Anyone can become suicidal; if someone talks about it, take it very, very seriously
It’s a startling number, but every day, 123 Americans die by suicide. And sadly, that number is on the rise.
From 1999 to 2016, the rate of suicide among Americans ages 25 to 64 rose by 41 percent.
September marks suicide prevention awareness month and Eastern Virginia Medical School experts are reminding the public that anyone can be at risk.
“Open discussion is an important part of suicide prevention,” says Serina Neumann, Ph.D., professor of psychiatry and behavioral sciences at EVMS. “It’s vital to be able to recognize the warning signs and know how to handle them.”
If you encounter someone showing signs of suicide, don’t be afraid to talk to the person about it.
Among the red flags to watch out for are:
Feeling empty or hopeless.
Taking about great guilt or shame.
Acting agitated or anxious.
Withdrawing from family and friends.
Taking unusual risks.
Abnormal sleeping habits.
Dr. Neumann says if you encounter someone showing these signs, don’t be afraid to talk to the person about it.
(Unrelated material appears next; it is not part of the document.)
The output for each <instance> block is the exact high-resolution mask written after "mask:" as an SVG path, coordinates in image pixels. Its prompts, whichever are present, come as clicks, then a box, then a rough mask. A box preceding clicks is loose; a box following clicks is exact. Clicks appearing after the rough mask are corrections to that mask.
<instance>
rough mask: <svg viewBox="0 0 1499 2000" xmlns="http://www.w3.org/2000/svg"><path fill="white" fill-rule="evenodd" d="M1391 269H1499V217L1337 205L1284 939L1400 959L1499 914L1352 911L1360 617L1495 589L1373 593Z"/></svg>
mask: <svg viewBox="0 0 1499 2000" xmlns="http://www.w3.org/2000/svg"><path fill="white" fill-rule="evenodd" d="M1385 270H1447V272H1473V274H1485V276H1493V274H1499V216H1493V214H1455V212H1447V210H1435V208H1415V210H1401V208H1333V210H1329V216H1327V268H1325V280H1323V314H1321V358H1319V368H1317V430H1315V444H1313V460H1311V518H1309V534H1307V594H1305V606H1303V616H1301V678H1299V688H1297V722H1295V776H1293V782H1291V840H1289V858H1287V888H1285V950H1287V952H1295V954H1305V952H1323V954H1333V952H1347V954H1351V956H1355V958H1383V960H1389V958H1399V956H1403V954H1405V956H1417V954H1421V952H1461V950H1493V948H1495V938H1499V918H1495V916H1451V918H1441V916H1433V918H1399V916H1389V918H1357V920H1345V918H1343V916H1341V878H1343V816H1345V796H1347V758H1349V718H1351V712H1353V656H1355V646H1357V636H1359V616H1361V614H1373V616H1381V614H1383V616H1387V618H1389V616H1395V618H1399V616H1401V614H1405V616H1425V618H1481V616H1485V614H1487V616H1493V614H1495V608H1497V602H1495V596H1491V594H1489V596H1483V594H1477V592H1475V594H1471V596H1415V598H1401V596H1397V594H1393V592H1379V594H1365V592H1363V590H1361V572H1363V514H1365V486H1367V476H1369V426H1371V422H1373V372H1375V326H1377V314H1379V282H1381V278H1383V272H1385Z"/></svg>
“Research has shown that these types of conversations can help reduce the risk of suicide,” said Neumann.
She recommends taking these steps to help keep the person safe:
Remove lethal items from the home.
Be there to listen to their thoughts.
Help them get connected with someone they can trust or help. them call the National Suicide Prevention Lifeline at 1.800.273.TALK or text the Crisis Line (text HELLO to 741741).
Don’t forget to follow up with them after the crisis.